Talent comes to us from a parable. A talent was a form of money in the ancient world, the name deriving from a Greek word meaning “scales,” because it designated a certain weight of silver or gold. In the famous parable in St. Matthew’s gospel, a master gives his slaves a number of talents to look after for him while he is away. Two of them make money with their capital, but the third just digs a hole in the ground and puts his talent in there for safekeeping. As punishment for not making good enough use of his talent, he is thrown into the outer darkness, where there is weeping and wailing and gnashing of teeth.
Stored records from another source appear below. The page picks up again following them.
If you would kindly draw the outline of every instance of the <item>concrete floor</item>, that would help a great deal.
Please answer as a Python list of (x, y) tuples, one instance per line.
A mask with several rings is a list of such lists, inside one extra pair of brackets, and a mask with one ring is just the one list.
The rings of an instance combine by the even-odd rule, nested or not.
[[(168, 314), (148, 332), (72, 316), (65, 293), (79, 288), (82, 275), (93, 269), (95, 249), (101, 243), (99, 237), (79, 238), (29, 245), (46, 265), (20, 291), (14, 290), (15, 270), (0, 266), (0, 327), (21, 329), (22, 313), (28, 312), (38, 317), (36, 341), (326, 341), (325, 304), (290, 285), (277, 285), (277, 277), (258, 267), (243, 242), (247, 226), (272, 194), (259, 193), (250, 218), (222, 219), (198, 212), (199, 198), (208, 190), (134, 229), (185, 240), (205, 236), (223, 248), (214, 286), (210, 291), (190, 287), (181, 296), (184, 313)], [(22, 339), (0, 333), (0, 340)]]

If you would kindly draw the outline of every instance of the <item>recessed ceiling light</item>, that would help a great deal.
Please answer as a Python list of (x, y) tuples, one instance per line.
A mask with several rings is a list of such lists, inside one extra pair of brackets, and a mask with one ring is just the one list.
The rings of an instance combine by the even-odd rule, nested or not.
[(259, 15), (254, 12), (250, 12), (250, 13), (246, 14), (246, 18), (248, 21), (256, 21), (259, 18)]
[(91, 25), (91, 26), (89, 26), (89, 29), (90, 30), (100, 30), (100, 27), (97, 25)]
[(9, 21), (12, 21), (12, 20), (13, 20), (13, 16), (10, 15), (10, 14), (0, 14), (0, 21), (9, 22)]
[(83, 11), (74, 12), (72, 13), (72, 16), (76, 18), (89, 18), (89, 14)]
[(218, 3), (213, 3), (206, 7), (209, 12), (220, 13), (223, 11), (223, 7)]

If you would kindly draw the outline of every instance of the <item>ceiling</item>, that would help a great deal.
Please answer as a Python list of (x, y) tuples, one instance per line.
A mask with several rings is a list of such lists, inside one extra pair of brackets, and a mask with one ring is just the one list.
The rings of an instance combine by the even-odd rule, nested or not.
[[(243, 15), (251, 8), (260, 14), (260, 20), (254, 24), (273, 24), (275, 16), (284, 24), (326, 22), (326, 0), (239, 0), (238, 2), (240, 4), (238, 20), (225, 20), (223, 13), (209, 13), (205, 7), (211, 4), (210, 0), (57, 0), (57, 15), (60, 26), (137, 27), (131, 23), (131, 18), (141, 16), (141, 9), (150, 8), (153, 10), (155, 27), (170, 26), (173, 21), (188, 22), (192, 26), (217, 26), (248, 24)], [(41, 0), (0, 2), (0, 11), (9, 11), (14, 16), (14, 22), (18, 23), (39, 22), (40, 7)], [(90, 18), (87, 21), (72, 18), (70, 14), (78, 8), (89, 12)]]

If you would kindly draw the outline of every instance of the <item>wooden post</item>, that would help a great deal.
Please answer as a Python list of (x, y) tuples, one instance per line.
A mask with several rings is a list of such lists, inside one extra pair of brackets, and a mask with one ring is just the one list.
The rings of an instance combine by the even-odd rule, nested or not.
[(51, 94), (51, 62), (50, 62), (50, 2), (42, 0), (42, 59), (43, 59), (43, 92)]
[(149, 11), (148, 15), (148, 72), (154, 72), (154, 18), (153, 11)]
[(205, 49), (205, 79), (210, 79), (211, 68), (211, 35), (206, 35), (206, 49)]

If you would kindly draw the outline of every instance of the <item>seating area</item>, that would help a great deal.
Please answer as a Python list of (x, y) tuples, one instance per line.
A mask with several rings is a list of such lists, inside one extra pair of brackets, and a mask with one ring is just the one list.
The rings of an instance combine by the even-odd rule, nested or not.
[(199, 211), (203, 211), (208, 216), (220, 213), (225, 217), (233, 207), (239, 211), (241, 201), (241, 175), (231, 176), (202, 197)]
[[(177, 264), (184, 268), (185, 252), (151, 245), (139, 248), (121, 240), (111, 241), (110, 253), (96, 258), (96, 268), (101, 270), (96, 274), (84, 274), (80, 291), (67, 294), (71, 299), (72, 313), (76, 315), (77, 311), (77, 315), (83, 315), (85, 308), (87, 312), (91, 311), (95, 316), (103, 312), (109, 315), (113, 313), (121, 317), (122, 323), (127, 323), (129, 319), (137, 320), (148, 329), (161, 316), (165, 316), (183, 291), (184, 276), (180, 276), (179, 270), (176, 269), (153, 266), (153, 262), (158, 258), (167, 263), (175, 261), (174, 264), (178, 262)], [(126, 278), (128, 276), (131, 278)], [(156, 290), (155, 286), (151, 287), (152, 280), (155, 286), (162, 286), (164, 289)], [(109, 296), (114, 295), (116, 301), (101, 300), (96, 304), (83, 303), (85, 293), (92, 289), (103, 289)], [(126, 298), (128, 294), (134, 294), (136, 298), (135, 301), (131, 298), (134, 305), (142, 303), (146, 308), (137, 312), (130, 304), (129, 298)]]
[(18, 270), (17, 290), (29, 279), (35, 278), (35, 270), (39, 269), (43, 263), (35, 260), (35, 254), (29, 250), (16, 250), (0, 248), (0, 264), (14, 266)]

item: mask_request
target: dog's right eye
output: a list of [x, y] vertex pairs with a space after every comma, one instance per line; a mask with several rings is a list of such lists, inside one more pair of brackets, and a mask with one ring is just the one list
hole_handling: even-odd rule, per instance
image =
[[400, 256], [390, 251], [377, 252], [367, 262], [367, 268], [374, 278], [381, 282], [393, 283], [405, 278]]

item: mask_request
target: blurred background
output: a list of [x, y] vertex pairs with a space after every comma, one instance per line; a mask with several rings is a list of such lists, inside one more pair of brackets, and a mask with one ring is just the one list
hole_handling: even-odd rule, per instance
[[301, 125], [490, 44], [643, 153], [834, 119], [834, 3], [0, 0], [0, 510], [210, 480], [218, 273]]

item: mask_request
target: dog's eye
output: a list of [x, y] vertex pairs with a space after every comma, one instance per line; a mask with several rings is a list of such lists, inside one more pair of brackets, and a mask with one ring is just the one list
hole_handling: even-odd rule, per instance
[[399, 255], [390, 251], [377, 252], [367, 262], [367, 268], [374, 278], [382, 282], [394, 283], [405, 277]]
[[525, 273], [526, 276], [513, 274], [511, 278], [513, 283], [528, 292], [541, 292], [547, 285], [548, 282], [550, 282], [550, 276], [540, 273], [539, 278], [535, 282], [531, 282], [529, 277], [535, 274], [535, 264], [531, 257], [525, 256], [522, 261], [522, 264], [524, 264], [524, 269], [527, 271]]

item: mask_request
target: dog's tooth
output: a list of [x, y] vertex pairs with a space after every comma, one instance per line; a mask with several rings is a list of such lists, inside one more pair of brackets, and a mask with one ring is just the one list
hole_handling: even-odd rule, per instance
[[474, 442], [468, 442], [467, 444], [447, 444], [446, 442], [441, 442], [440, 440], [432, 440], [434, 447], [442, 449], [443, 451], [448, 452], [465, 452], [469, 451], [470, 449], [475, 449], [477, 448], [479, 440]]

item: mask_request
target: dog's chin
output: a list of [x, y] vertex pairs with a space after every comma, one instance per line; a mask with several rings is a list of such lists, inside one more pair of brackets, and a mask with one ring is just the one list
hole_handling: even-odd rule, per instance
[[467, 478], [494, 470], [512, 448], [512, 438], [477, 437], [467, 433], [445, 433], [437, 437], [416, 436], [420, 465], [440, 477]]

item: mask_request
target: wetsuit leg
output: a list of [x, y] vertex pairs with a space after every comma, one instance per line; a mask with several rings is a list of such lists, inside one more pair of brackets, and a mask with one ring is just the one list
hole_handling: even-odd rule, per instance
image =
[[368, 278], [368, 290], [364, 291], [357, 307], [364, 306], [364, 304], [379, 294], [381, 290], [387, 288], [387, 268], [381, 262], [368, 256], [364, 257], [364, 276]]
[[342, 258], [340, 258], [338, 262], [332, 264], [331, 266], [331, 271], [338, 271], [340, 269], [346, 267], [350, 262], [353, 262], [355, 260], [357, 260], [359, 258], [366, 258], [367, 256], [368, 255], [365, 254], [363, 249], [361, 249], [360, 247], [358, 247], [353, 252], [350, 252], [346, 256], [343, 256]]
Now, of course, this is all allegorical and not a biblical endorsement of entrepreneurialism, so in the late Middle Ages, talent took on a new meaning: the powers or abilities that a person may be naturally endowed with, seen as divinely entrusted to them to use well. By the 1600s, the idea of a talent being a gift from God with an obligation attached to it was weaker, and talent came to mean simply a natural ability of any kind.


We owe petrel to another saint and another Gospel story. Petrels are a type of seabird that fly far from land and have the habit of flying low over the water with their legs dangling so that they look as though they are walking on the water. They were therefore named after St. Peter, because in the Bible story where Jesus comes walking toward the disciples on the Sea of Galilee, Peter jumps out of the boat and tries to walk toward him on the water.


This isn’t the patter of rain on a roof or the pitter-patter of little feet, but patter as in a salesman’s spiel. It comes from Pater Noster, the first words (“Our Father”) of the Lord’s Prayer in Latin.

It is very easy to lapse into doing it in a mechanical, rapid or mumbling way. People weren’t any different back in the Middle Ages, so patter originally meant muttering the Lord’s Prayer (and subsequently any prayer) fast, without paying much attention to it. From those origins, patter came to mean any smooth, rapid or glib talk that pays little attention to meaning.


In Italian, cappuccino literally means a Capuchin monk. Capuchins are Franciscan monks who got their name because their habit included a sharp pointed hood, or cappuccio in Italian. And, being Franciscans, their habit is brown, much like the colour of…cappuccino!